As Ben Fine has pointed out, there are well-established results from the philosophy of mathematics and science that suggest deep problems for those who insist on methodological individualism as the only way to understand social structures. Trying to conceptualise a phenomenon such as money on the basis of aggregation over self-interested individuals is a dead end. But economists are not interested in philosophy or methodology. They no longer even enter into debates on the subject – instead, the laziest dismissals suffice.
But where does methodological individualism stop? What about language, for example? Can this be explained as a way for self-interested individuals to overcome transaction costs? The result of this myopia, Fine argues, is that economists ‘work with notions of mathematics and science that have been rejected by mathematicians and scientists themselves for a hundred years and more.’

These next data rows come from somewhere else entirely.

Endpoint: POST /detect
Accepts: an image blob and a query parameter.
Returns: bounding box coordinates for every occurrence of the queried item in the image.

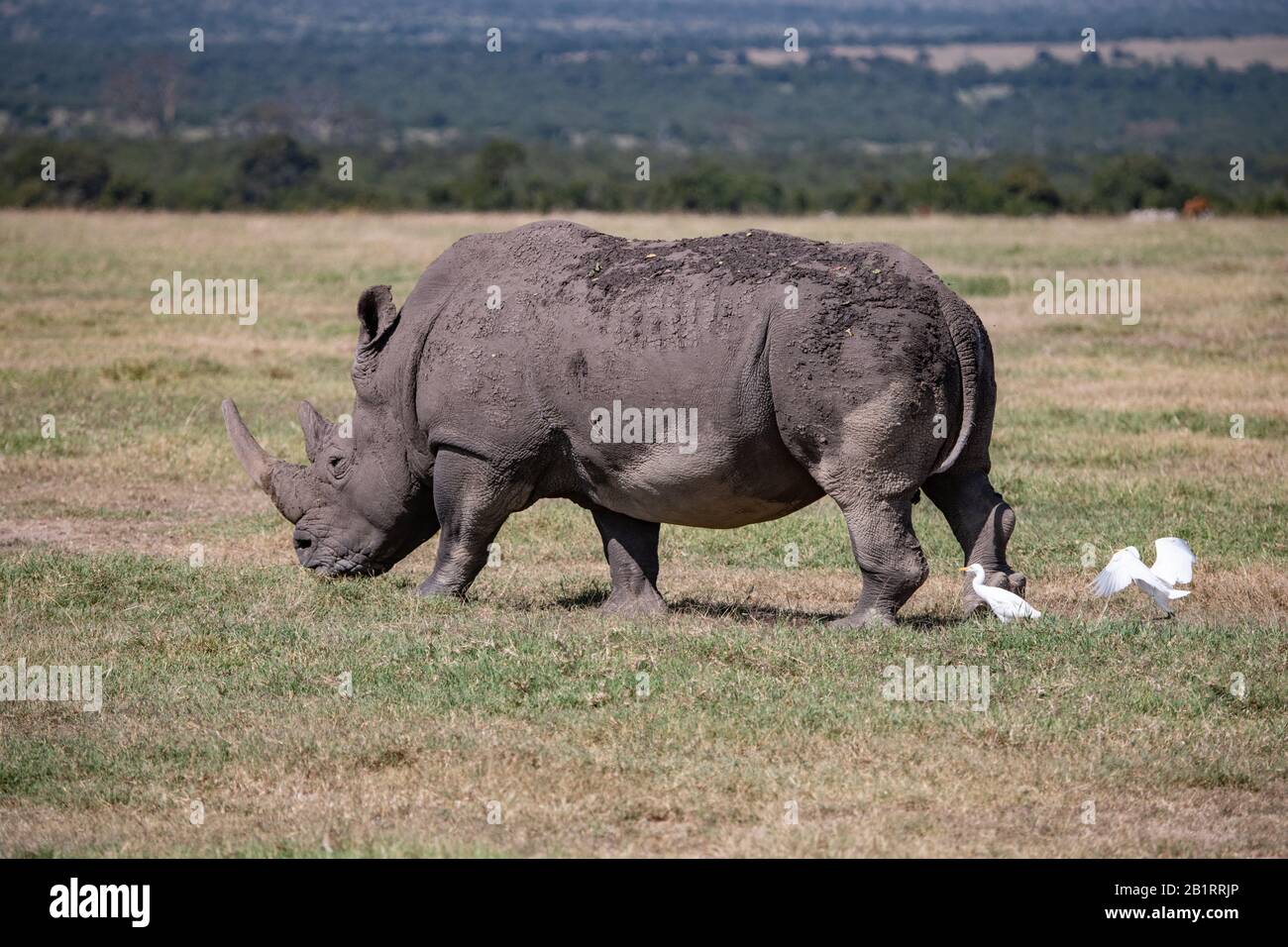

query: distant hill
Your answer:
[0,0,1288,209]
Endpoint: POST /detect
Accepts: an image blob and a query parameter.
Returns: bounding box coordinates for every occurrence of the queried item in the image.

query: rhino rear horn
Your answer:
[299,401,335,462]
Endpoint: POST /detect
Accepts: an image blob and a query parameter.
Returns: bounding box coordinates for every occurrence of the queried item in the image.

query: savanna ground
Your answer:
[0,213,1288,856]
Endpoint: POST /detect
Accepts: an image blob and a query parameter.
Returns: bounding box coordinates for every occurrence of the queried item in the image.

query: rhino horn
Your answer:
[223,398,308,523]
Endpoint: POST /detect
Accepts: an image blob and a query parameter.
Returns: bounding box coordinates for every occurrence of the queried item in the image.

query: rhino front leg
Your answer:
[416,450,529,598]
[831,494,930,627]
[924,471,1027,614]
[591,506,666,614]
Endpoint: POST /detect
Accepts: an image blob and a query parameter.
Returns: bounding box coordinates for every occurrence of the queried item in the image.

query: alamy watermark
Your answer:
[151,269,259,326]
[590,401,698,454]
[0,657,103,714]
[1033,269,1140,326]
[881,657,992,714]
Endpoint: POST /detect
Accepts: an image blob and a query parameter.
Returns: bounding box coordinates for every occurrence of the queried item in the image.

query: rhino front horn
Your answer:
[222,398,277,492]
[223,398,306,523]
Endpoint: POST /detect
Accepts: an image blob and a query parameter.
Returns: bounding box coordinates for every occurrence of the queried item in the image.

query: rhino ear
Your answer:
[358,286,398,352]
[299,401,335,463]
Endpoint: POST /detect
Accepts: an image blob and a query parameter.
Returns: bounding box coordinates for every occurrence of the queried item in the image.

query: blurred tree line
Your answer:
[0,133,1288,215]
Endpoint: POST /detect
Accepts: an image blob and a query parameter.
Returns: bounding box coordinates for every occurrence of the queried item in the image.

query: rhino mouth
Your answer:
[295,528,393,579]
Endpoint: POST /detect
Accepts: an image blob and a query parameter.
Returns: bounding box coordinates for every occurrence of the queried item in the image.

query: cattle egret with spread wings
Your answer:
[1091,536,1198,617]
[961,562,1042,625]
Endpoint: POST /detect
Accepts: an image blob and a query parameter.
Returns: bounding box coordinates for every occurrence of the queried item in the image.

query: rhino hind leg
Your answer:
[924,471,1027,614]
[829,494,930,627]
[591,506,666,616]
[416,450,531,598]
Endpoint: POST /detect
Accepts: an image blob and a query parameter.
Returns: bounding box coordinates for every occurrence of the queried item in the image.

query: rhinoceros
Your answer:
[223,220,1025,626]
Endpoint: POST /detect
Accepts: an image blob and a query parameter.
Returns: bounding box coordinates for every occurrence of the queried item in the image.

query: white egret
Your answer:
[1091,536,1198,617]
[960,562,1042,624]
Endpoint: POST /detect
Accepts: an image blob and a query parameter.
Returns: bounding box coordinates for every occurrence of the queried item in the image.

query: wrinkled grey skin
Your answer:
[224,222,1025,626]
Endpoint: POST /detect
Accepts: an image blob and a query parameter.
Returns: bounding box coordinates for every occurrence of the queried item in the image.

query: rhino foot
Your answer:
[827,608,896,627]
[599,585,667,618]
[962,573,1027,616]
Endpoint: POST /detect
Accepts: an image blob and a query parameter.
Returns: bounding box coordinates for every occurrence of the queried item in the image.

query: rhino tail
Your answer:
[932,290,993,475]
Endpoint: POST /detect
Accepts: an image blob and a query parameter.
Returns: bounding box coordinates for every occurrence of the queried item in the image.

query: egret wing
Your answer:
[979,586,1042,621]
[1091,549,1159,598]
[1150,536,1198,585]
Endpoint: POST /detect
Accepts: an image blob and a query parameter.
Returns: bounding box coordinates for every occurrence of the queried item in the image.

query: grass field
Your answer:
[0,213,1288,856]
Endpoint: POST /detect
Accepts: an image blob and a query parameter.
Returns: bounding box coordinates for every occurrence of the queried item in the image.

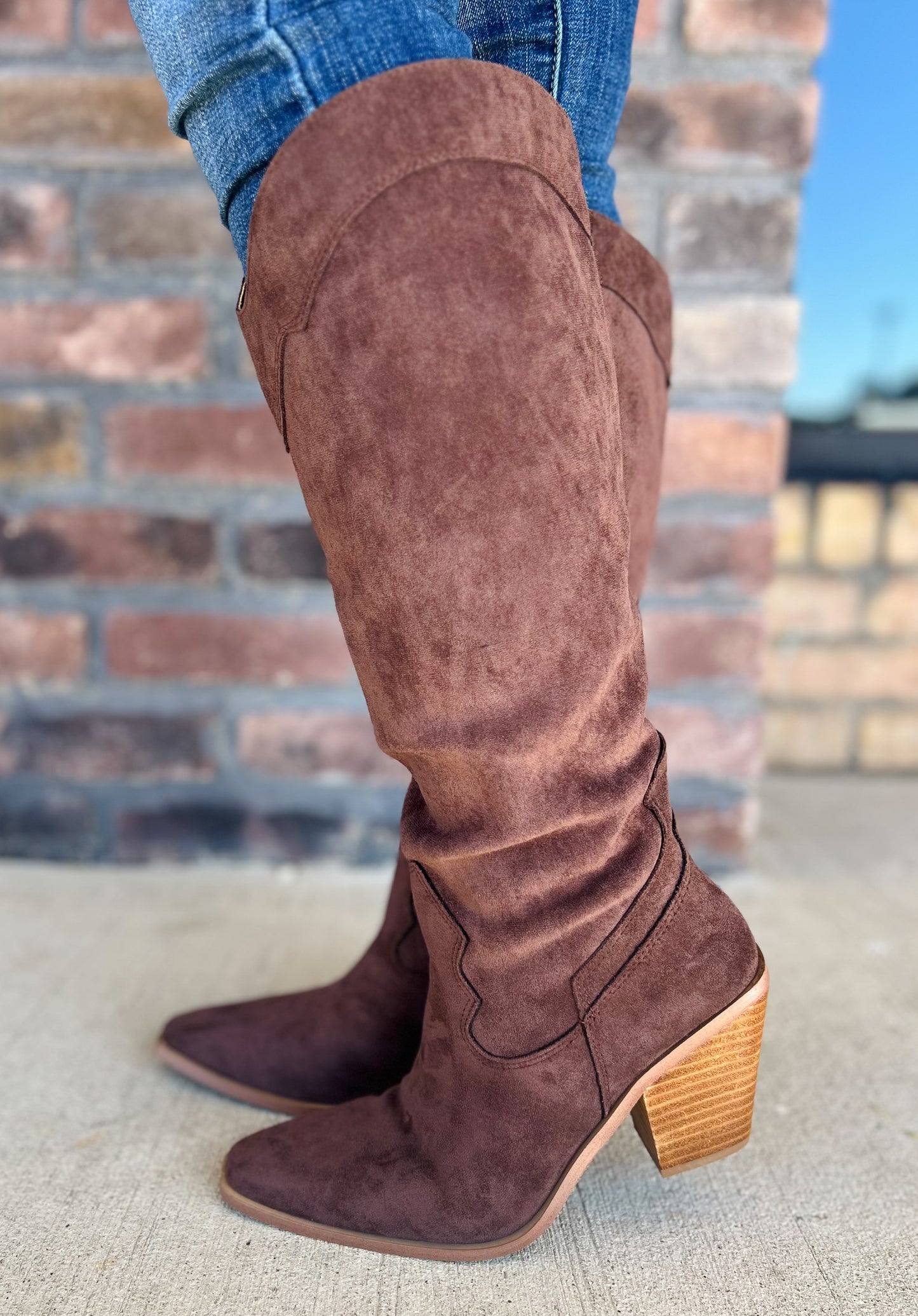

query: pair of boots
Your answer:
[161,60,767,1259]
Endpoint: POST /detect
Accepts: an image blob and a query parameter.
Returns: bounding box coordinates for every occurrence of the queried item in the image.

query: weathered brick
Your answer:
[649,702,762,778]
[105,612,353,686]
[0,508,214,580]
[766,642,918,700]
[643,611,763,686]
[664,192,800,280]
[83,0,141,46]
[813,483,884,569]
[0,611,87,682]
[772,483,810,567]
[238,712,408,784]
[116,801,342,862]
[682,0,826,55]
[105,407,289,484]
[672,296,800,390]
[0,70,185,163]
[116,803,247,862]
[858,708,918,773]
[240,521,327,580]
[0,183,72,270]
[0,789,100,864]
[634,0,660,44]
[676,800,755,872]
[763,574,860,635]
[0,397,83,482]
[0,297,204,382]
[0,0,72,53]
[647,521,772,594]
[0,713,213,782]
[766,707,851,768]
[867,576,918,637]
[663,412,788,496]
[91,188,236,263]
[884,483,918,567]
[617,83,818,172]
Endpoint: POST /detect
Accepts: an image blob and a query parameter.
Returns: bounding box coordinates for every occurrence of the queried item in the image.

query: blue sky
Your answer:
[786,0,918,416]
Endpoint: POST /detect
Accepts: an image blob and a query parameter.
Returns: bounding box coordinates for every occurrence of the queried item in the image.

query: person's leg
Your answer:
[130,0,472,266]
[222,59,767,1259]
[456,0,638,221]
[152,0,658,1111]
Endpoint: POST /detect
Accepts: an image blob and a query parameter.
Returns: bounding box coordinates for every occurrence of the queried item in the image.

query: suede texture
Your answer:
[241,62,660,1055]
[591,212,672,599]
[163,857,428,1104]
[163,194,675,1102]
[225,64,757,1244]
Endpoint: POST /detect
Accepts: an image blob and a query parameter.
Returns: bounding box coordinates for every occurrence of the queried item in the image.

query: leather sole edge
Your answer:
[220,951,768,1262]
[154,1037,326,1115]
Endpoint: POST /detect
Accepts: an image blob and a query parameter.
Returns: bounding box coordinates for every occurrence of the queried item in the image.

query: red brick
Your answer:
[0,397,83,483]
[238,712,408,784]
[676,800,755,871]
[617,83,818,171]
[682,0,826,55]
[664,192,800,282]
[643,611,764,686]
[649,703,763,778]
[0,70,184,163]
[0,612,87,682]
[0,306,204,382]
[634,0,660,43]
[0,713,213,782]
[105,407,289,484]
[0,183,74,270]
[0,0,72,51]
[105,612,354,686]
[0,508,214,580]
[647,521,773,595]
[83,0,141,46]
[663,412,788,496]
[91,188,236,263]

This brings us back to ‘mathiness’. DeLong characterises this as ‘restricting your microfoundations in advance to guarantee a particular political result and hiding what you are doing in a blizzard of irrelevant and ungrounded algebra.’ What is very rarely discussed, however, is the insistence that microfounded models are the only acceptable form of economic theory. But the New Classical revolution in economics, which ushered in the era of microfounded macroeconomics was itself a political project. As its leading light, Nobel-prize winner Robert Lucas, put it, ‘If these developments succeed, the term “macroeconomic” will simply disappear from use and the modifier “micro” will become superfluous.’ The statement is not greatly different in intent and meaning from Thatcher’s famous claim that ‘there is no such thing as society’. Lucas never tried particularly hard to hide his political leanings: in 2004 he declared, ‘Of the tendencies that are harmful to sound economics, the most seductive, and in my opinion the most poisonous, is to focus on questions of distribution.’ (He also declared, five years before the crisis of 2008, that the ‘central problem of depression-prevention has been solved, for all practical purposes, and has in fact been solved for many decades.’)
As a result of Lucas’ revolution, the academic economics profession purged those who dared to argue that some economic phenomena cannot be explained by competition between selfish individuals. Abstract microfounded theory replaced empirically-based macroeconomic models, despite generating results which are of little relevance for real-world policy-making. As Simon Wren-Lewis puts it, ‘students are taught that [non-microfounded] methods of analysing the economy are fatally flawed, and that simulating DSGE models is the only proper way of doing policy analysis. This is simply wrong.’
I leave the reader to decide where the line between science and politics should be drawn.